The 2008 global financial crisis, the result of a collapsing housing market, had ramifications that are still felt in many ways today. The economy began a recovery in the 2010s. Smartphones became widespread, as did music and television streaming.

The 2020s came with challenges—a pandemic, nationwide protests, political divisiveness and another brief recession. But it is not all bad news. Electric cars, once thought of as a pipe dream, are now commonplace. We are returning to the moon with the NASA Artemis Program. Access to information is at an all-time high. Anyone with a dream and the drive to follow through can have a go at being an entrepreneur.

And this is our strength.

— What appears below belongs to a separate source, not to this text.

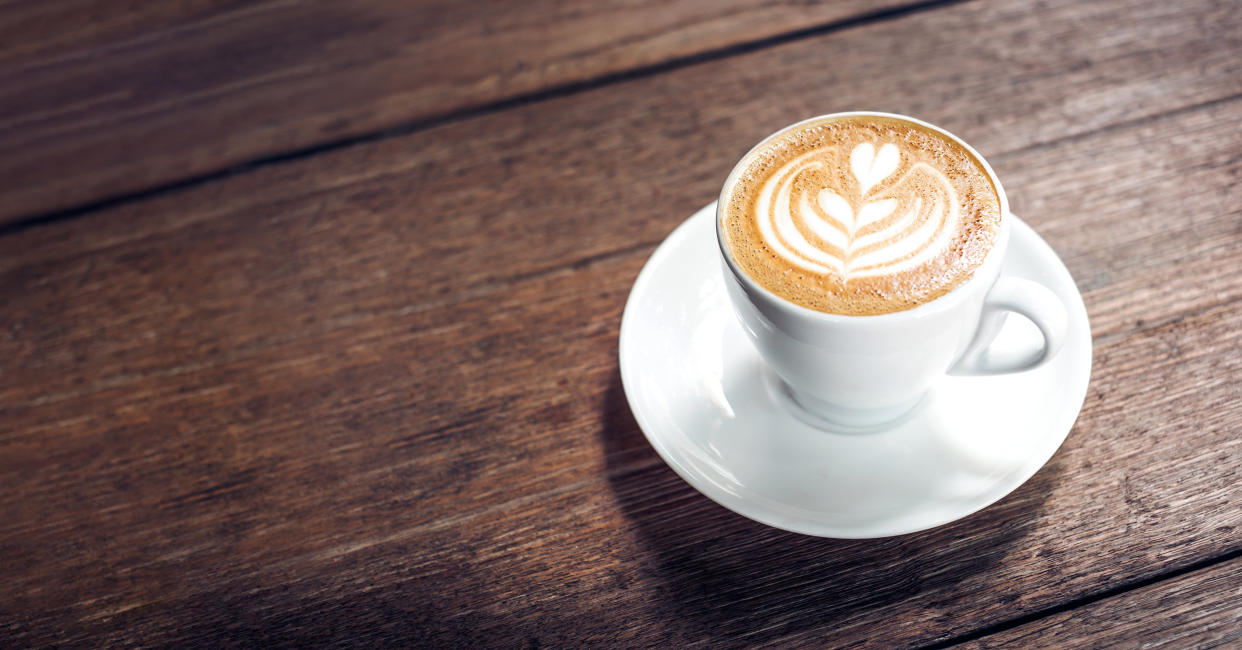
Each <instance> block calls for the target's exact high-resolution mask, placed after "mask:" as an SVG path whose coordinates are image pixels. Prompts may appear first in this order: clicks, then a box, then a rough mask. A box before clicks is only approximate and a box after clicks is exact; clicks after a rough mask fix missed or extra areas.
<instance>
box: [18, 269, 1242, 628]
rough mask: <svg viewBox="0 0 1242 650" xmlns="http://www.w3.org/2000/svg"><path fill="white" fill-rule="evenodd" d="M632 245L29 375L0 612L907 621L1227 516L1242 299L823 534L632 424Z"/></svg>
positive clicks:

We are idea incubators and have been, right back to 1776. The formula: independence, the freedom to think, having a voice and acting on bold, unfettered ideas. No country on earth offers more fertile ground for the ideas of dreamers. Risk is in our DNA.

In a mere 250 years, we have come from a seedling to a mighty sequoia, reaching the moon and beyond.

Electric cars charging at a public charging station.